There is also a Next.js cache hint:
next: { revalidate: 300 }
So the page can reuse the result for five minutes. I do not need minute-by-minute contribution accuracy. Nobody does. If I push a commit and the square updates a few minutes later, that is fine.
Failure is a valid state
The component has one rule: GitHub activity should never break the homepage.
So every bad path returns the same boring fallback:
function emptyContributionCalendar(): GitHubContributionCalendar {
return {
totalContributions: null,
days: [],
};
}
HTTP error? Empty calendar.
Timeout? Empty calendar.
Markup changed? Probably empty calendar, or a partial one.
The homepage then renders the rest of the hero normally and swaps the summary copy to an unavailable state. The activity grid is a nice detail. It is not load-bearing.
This is the part I care about most in tiny components like this. Small visual flourishes are allowed to be fragile internally, but they should be boring externally. Users should not see the fragility.
Turning days into a grid
Once the parser returns a list of { date, level }, the homepage code groups those days into the GitHub-style calendar layout.
Dates become UTC dates so the grid does not drift by local timezone. Then each day gets placed by:
- week index: how many weeks since the first visible day
- row index: day of week
- level: color intensity
The UI also builds month labels and weekday labels with Intl.DateTimeFormat, using the current locale. That means the same component can sit on localized pages without hardcoding English labels.
The rendering itself is intentionally separate from the fetching. The page asks for data, shapes it, and passes simple props to the visual component.

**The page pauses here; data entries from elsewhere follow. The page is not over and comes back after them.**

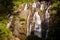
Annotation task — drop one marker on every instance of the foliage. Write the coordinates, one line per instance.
(4, 32)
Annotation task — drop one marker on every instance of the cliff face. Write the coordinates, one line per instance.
(22, 23)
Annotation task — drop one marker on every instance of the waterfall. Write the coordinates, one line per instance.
(28, 29)
(10, 20)
(25, 8)
(42, 7)
(33, 5)
(37, 21)
(47, 16)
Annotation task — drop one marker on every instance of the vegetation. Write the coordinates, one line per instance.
(9, 6)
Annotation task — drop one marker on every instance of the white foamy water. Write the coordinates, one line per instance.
(37, 20)
(28, 27)
(10, 20)
(47, 16)
(25, 8)
(42, 7)
(34, 5)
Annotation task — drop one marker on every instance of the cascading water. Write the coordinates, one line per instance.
(34, 5)
(10, 20)
(37, 21)
(47, 16)
(42, 7)
(25, 8)
(28, 28)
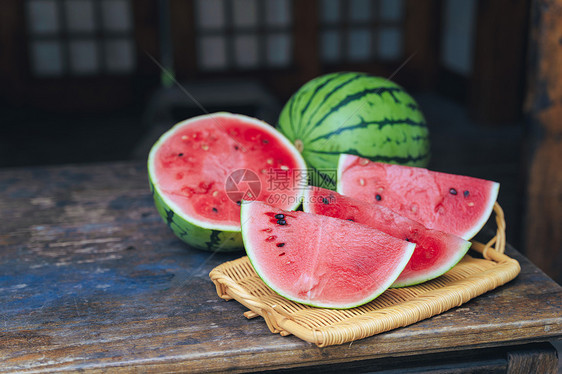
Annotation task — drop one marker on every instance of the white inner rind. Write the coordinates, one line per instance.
(247, 223)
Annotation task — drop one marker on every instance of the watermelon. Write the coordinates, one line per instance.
(319, 260)
(457, 204)
(436, 251)
(202, 168)
(354, 113)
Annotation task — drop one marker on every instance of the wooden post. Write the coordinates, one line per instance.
(543, 228)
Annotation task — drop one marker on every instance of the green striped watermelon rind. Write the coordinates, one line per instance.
(361, 119)
(194, 232)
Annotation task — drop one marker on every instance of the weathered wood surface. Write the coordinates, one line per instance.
(543, 229)
(91, 278)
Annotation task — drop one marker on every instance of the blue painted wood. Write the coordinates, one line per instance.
(91, 278)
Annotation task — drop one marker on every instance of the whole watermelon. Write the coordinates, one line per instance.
(358, 114)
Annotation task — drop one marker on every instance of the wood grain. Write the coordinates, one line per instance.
(91, 279)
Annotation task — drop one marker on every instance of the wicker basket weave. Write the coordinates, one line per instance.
(395, 308)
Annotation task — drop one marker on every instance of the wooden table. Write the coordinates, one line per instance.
(91, 279)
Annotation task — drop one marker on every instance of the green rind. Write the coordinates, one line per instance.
(197, 233)
(358, 114)
(194, 235)
(245, 217)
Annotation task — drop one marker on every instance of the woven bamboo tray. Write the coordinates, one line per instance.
(395, 308)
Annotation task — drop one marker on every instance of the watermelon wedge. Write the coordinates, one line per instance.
(436, 251)
(202, 168)
(456, 204)
(319, 260)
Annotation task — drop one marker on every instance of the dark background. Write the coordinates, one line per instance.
(85, 81)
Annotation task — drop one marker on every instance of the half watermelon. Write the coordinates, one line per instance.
(319, 260)
(202, 168)
(436, 251)
(456, 204)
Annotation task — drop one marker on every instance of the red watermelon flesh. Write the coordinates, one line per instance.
(456, 204)
(193, 162)
(319, 260)
(436, 251)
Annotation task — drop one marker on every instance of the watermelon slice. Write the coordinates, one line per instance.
(456, 204)
(319, 260)
(202, 168)
(436, 251)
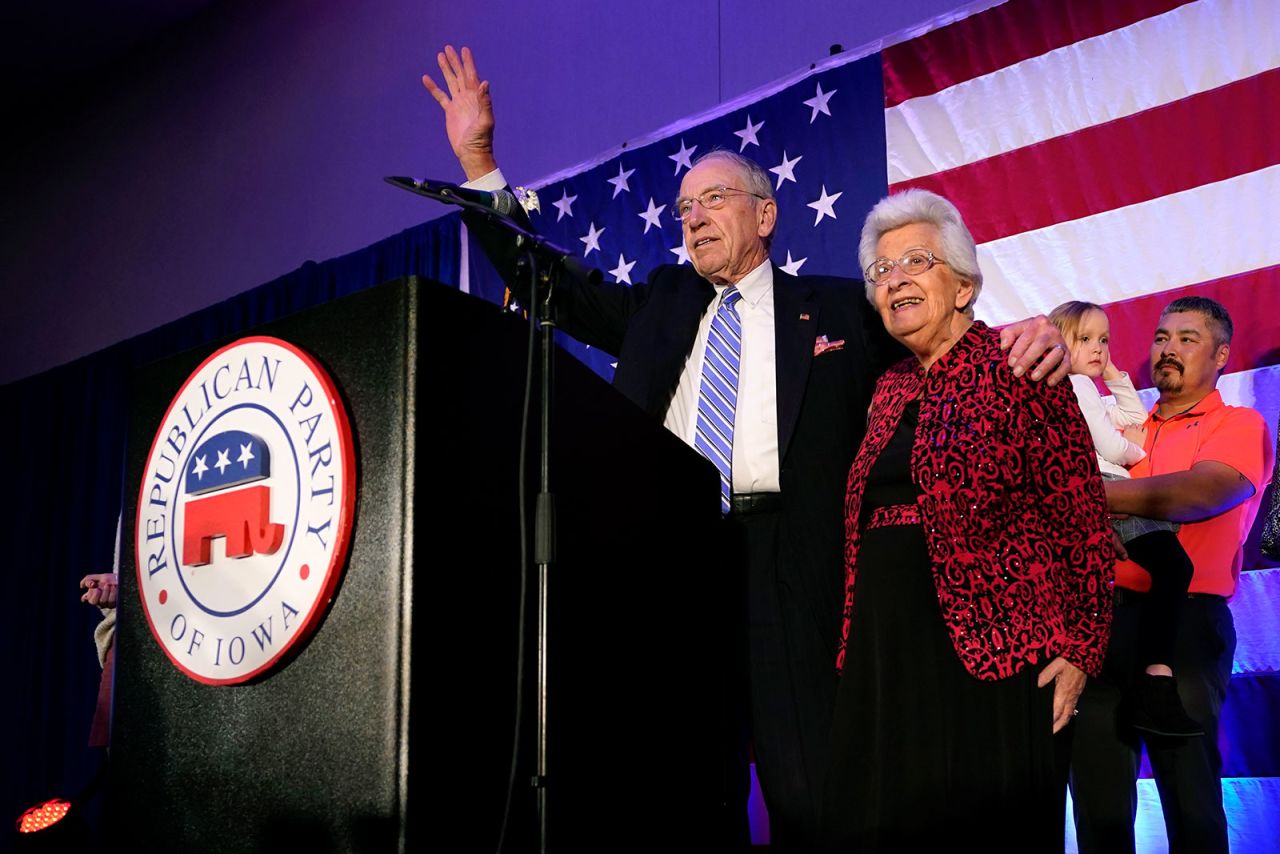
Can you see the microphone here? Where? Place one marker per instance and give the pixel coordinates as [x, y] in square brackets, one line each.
[501, 201]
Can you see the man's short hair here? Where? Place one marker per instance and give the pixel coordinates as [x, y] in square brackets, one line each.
[1219, 319]
[755, 178]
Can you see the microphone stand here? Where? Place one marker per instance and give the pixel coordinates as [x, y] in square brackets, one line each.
[556, 264]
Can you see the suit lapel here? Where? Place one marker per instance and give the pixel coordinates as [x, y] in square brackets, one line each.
[795, 323]
[675, 337]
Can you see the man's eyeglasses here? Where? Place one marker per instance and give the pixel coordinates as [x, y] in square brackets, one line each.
[914, 263]
[712, 199]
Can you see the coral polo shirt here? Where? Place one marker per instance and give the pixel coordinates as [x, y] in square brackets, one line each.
[1211, 430]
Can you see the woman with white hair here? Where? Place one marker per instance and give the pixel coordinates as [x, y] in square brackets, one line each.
[978, 567]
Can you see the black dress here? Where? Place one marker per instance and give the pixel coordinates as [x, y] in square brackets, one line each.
[922, 753]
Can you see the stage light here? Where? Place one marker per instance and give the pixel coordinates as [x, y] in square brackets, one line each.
[44, 814]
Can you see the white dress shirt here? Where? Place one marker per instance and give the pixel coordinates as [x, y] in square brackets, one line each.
[755, 420]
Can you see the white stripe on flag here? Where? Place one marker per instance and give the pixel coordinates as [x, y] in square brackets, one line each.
[1169, 242]
[1192, 49]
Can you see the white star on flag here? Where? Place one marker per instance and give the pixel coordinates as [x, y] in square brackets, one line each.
[565, 205]
[620, 183]
[592, 240]
[819, 103]
[622, 272]
[682, 158]
[792, 266]
[652, 217]
[785, 170]
[748, 133]
[826, 205]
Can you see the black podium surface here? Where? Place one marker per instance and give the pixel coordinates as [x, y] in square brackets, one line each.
[391, 729]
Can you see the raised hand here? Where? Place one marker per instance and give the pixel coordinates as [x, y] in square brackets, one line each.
[467, 110]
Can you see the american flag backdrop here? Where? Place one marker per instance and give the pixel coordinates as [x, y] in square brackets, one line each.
[1119, 151]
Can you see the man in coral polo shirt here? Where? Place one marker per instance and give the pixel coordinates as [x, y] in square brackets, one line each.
[1206, 467]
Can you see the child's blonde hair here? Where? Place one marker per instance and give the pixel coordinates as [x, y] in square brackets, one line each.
[1069, 315]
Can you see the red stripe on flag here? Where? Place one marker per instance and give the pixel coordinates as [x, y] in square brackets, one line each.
[1252, 298]
[1194, 141]
[1001, 37]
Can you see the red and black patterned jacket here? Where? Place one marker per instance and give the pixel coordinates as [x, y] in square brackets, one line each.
[1011, 505]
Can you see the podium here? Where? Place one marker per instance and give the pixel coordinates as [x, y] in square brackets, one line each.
[391, 727]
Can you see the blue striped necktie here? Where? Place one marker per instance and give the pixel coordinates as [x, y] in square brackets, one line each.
[717, 396]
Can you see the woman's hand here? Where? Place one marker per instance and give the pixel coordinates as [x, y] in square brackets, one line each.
[100, 589]
[1068, 684]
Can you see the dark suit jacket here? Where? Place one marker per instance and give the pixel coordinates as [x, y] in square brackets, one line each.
[822, 400]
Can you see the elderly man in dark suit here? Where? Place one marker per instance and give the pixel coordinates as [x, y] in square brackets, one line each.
[769, 377]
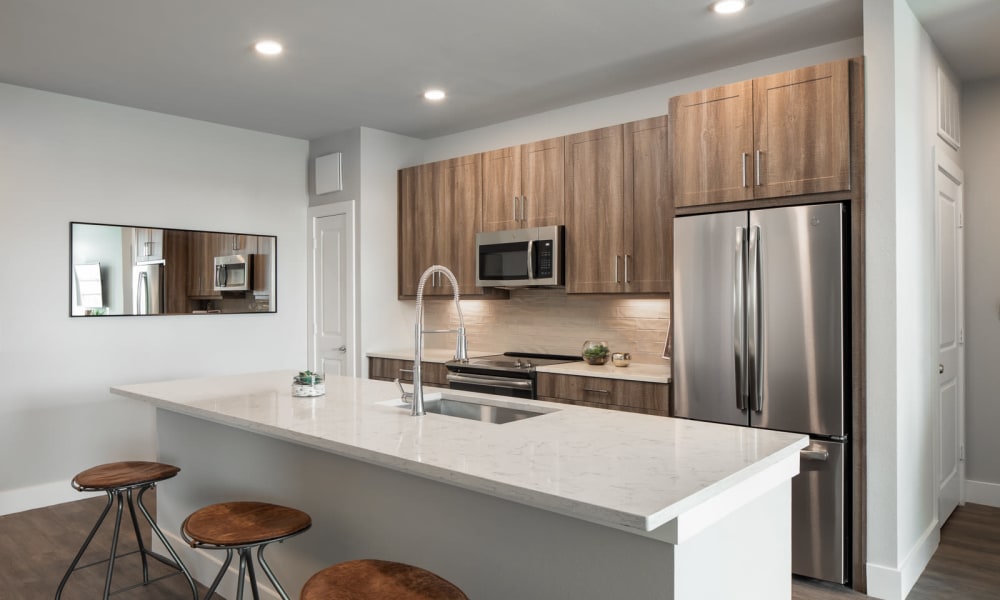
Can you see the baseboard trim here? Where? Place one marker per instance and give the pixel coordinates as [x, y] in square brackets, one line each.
[890, 583]
[982, 492]
[205, 564]
[37, 496]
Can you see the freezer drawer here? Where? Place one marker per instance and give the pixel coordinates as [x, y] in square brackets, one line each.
[818, 504]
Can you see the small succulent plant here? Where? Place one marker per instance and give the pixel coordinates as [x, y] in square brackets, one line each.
[308, 378]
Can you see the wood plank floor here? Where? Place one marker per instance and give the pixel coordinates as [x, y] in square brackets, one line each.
[966, 565]
[36, 546]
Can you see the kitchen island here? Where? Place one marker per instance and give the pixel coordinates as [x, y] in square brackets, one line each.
[574, 503]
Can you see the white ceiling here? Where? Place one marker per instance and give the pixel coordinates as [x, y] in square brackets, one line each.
[966, 32]
[365, 62]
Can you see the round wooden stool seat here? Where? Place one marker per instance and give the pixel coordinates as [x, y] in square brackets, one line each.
[123, 474]
[232, 524]
[378, 579]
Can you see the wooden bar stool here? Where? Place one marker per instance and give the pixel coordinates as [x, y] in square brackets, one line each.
[118, 480]
[378, 580]
[243, 526]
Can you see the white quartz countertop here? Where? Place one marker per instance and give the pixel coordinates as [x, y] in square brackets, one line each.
[654, 373]
[629, 471]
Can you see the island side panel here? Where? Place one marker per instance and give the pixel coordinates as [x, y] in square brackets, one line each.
[491, 548]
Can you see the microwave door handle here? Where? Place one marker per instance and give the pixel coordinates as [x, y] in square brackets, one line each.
[531, 250]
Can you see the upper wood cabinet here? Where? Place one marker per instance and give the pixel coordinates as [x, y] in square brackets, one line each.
[440, 211]
[649, 213]
[523, 186]
[619, 215]
[782, 135]
[595, 211]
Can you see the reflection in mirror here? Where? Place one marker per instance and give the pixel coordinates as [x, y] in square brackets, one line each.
[123, 270]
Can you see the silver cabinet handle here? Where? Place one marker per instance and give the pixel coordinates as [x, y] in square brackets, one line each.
[814, 455]
[739, 322]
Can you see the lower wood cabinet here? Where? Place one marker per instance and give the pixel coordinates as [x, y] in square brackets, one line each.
[602, 392]
[388, 369]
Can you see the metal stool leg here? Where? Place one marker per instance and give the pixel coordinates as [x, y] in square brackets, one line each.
[269, 573]
[79, 555]
[222, 571]
[159, 534]
[138, 537]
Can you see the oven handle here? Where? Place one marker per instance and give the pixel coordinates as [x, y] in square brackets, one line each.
[488, 380]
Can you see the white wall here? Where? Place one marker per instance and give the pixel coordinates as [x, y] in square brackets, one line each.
[622, 108]
[980, 150]
[66, 159]
[902, 303]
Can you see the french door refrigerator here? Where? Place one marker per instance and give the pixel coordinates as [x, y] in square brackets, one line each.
[760, 340]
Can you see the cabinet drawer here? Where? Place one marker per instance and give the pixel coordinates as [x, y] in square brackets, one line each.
[387, 369]
[605, 392]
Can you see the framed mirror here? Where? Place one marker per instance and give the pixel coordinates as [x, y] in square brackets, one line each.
[118, 270]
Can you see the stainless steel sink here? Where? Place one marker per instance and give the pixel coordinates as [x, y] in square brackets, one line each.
[475, 409]
[478, 412]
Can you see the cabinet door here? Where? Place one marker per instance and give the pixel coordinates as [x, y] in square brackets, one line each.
[594, 211]
[542, 183]
[712, 132]
[458, 214]
[502, 189]
[802, 125]
[648, 208]
[416, 225]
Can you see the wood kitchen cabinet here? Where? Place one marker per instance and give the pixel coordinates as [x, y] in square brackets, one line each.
[440, 211]
[388, 369]
[603, 392]
[618, 210]
[523, 186]
[782, 135]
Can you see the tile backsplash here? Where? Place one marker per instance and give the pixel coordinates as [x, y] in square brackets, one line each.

That keeps the network/parsing mess out of the UI layer.
I like this pattern: ugly edge of the world on one side, boring typed data on the other.
The regression test is a fake GitHub page
After adding the timeout, I added a tiny script:
npm run check:github-contributions
It does three things.
First, it feeds the parser a small fake GitHub calendar:
<td
tabindex="0"
data-date="2026-05-06"
data-level="0"
class="ContributionCalendar-day"
></td>
<td data-level="4" class="ContributionCalendar-day" data-date="2026-05-07"></td>
<td data-level="9" class="ContributionCalendar-day" data-date="2026-05-08"></td>
The data-level="9" is there on purpose. It proves the parser ignores invalid contribution levels instead of trusting the page blindly.
Second, the script replaces globalThis.fetch with a fake 404 response and checks that the component falls back to an empty calendar.
Third, it replaces fetch with a request that never resolves until the abort signal fires. That checks the timeout path without waiting on a real network call.
This is not a big test suite. It is just enough to catch the failures I actually expect:
- GitHub returns something non-200.
- GitHub is slow.
- GitHub's markup shifts in a way that breaks the parser.
Then the script runs in the Validate workflow before build.
What I would change if this became important
If this were a product feature, I would not scrape public HTML. I would use the GitHub API, store the result, and make the homepage read from my own cache. Maybe a scheduled job would refresh it. Maybe I would track failures and alert on parser drift.
But for a personal site, that would be overbuilt.
The current version has the shape I want:
- no secret required
- bounded latency
- cached for a few minutes
- typed parser output
- graceful fallback
- one focused regression script
That is enough infrastructure for a little green grid.
The lesson is not "scrape GitHub." The lesson is smaller: when a decorative component depends on someone else's markup, give it a deadline, validate what you parse, and make failure look intentional.
Tiny components deserve engineering judgment too. Just not too much of it.